Downstairs, the Spencers’ living room, kitchen, dining room and sunroom are filled with artwork and souvenirs with special significance. On display are pieces of art that they’ve brought back from trips, as well as works that Ashley has inherited from her cousins, her aunt and her mother.
“I collect things from when I travel pretty much,” Ashley said. “I just see what I come across.

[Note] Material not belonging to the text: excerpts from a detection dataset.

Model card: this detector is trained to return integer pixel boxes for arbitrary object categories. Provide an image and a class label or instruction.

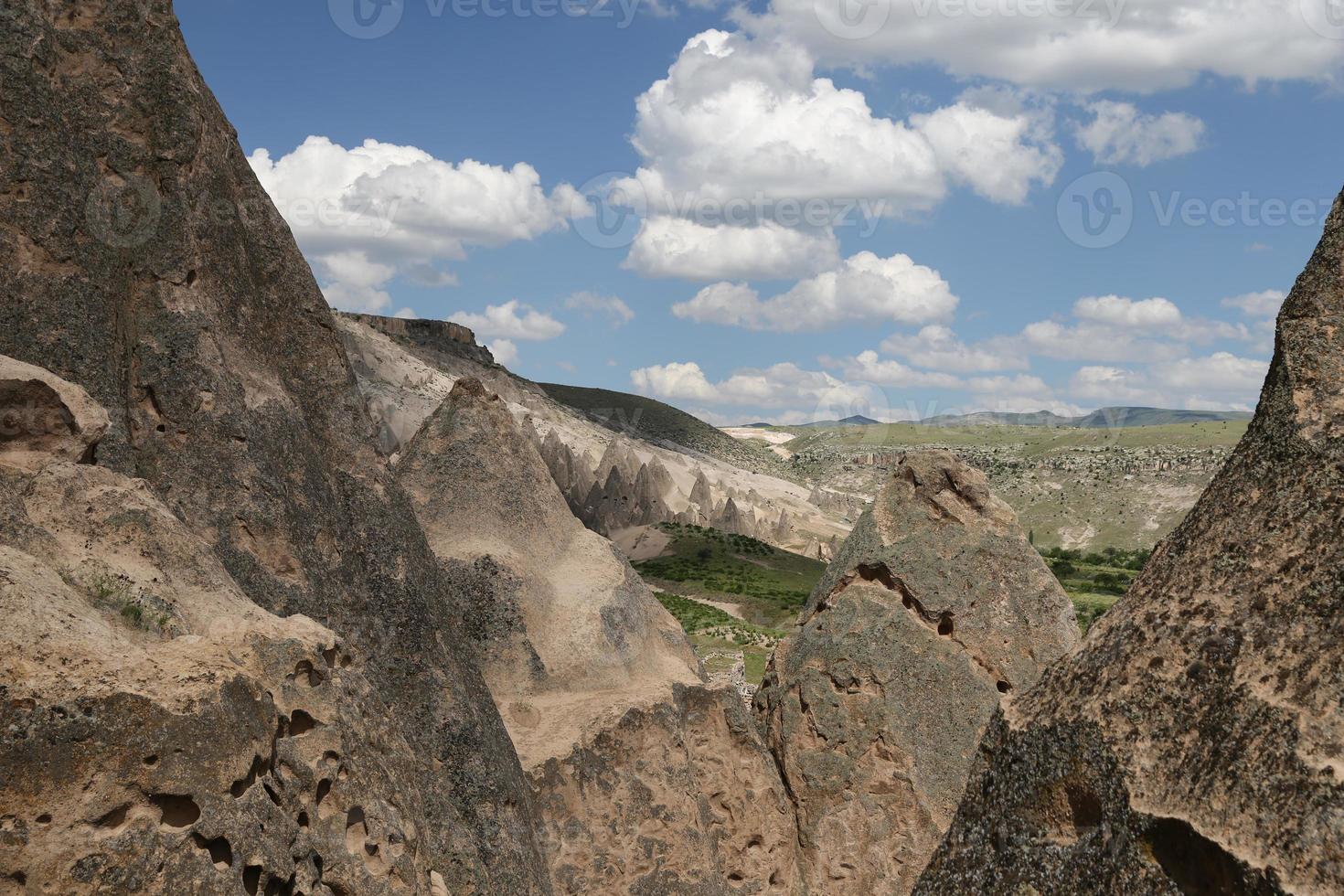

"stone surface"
[918,190,1344,896]
[0,355,108,472]
[532,688,804,896]
[0,0,549,895]
[755,452,1078,893]
[336,315,851,556]
[397,378,700,767]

If I’m planning anything on a trip, it’s an experience, getting to know the city, walking around and getting the flavor of what makes that town tick. … I’m not really seek – ing out art so much, I like to discover it as it happens.”
The main floor also has a lot of Ashley’s painting and illustration work.
The sunroom features a Casart Covering of a giant artichoke, while a bathroom mural imitates a Palladian-style villa. Since the kitchen has no windows, Ashley recreated the view from the kitchen in her childhood home in New Orleans in painted windows. In the dining room, a hand-lettered quote from Dante’s “Paradiso,” runs along the ceiling.
“We had some friends over for dinner, and we were thinking of something to put up on the ceiling,” Peter said. “We broke out our copies of Dante and were just looking for a particularly good quote.”
The Italian quote they chose reads in English: “Overcoming me with the light of her smile, she said to me: ‘Turn now, and listen, for not only in my eyes is Paradise.’”
The Spencers’ furniture collection is a combination of pieces they’ve purchased new, inherited and found at thrift and antique shops. A colorful armoire in the sunroom was one of their first purchases.
“We don’t have any big entry closet when you walk in, so it’s a replica of a Dacha armoire, so on either side, you can open it up and you can hang coats if you need to,” Ashley said.
While at times when their boys were growing up the rowhouse felt small, Ashley and Peter said it’s now the perfect size for them.
“With two boys here, it was always tight,” Ashley said. “Now that they’re gone, it’s great. Peter and I enjoy the space. And we love living here, that we can just walk down the street, and if we don’t have anything for dinner, we just walk down the street and get something. It’s so nice to be so close to everything.”
“You have the location,” Peter said. “That part of Alexandria from Route 1 to the west, has really blossomed in the last 15 years.”
A combination of falling in love with the location and infusing their style into the home has led the Spencers to call Harvard Street their forever home.
“If you’d asked us back in 1992, ‘Do you think you’ll still be there in 2019?’ I don’t think we would’ve said, ‘Yes,’ and … few people say that, think that far ahead,” Peter said.
“The longer you live in a place, the more you invest into making it your own,” Ashley said. “So as you do that, you, kind of, you don’t want to necessarily give it up. Even to get more space if you move further out [from Old Town], you don’t have the charm it seems in some of these places.”